Empower teams. Companies need to resist thinking that success represents a purely technological fix. Change management is a critical ingredient to success, driving leaders to adopt new business processes and engage the organization in each initiative.
Additionally, companies need to invest in retraining existing employees and rethinking ways of working in order to retool the workforce. Hiring new talent, which is needed to support upgraded functions and capabilities, is a must. And changing organization structures, removing layers of oversight and bureaucracy, is required so that teams can operate with greater agility and autonomy. Teams should be given broad mandates and empowered to make their own decisions about how best to achieve their goals.
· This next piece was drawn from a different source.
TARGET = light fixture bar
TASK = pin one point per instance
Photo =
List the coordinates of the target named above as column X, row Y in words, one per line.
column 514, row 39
A leading beauty company is transforming itself in response to a changed market, where purchasing journeys increasingly happen entirely online and the historical advantages of scale have eroded. The objective is to put data and technology at the core of the company’s strategy in order to enable personalized engagement with consumers, superior insights and innovation, and a flexible, responsive supply chain.
Specifically, the company is consolidating its ERP systems while it establishes a common data platform and governance capabilities and creates a new operating model for how IT partners with the business units. To support the transformation, the company has reskilled its technology workforce and brought some critical competencies that were previously outsourced back in-house. The modernized tech stack and data capabilities will enable analytics and AI use cases across the value chain, delivering quantifiable value to the business and insights into new sources of competitive advantage.
In another example, a leading home-care products company was grappling with multiple legacy ERP platforms and the need for frequent manual intervention in its archaic business processes. In response, the company launched an initiative to modernize its core ERP and data platforms to lay the foundation for rapid, technology-led innovation. Recognizing that these efforts will take years and sizeable investments, the company chose to launch select “speedboats”—smaller-scale projects that could move quickly and realize value—while modernizing the core.
One of the speedboats involved supercharging marketing’s personalization effort using consumer data to generate targeted insights and, ultimately, make its marketing more relevant to consumers. The speedboat decreased the time to launch digital marketing pilots from weeks to days. On the basis of early, positive results, the company more than doubled the share of the marketing budget allocated to digital initiatives.
A second speedboat involved building new AI-enabled demand-, sales-, and supply-planning capabilities that will enhance planning accuracy by as much as 20 percentage points once fully deployed. These pilots are using data from the company’s legacy ERP platform and other connected systems, but this approach will enable seamless migration to the modern SAP S/4HANA platform once it is deployed.
CPG companies may feel that they need to choose either a long, expensive modernization of their ERP system or a short-term digital transformation to capitalize on data and analytics, and that either option requires compromises. That’s a false choice. Companies can create one program to execute the two initiatives concurrently—provided that they think about the process in the right way and keep some core principles in mind. By correctly structuring the steps to modernize an ERP system and implement a digital transformation, companies can equip themselves to use digital, data, and analytics more effectively, which will help them listen and react to the market—and win.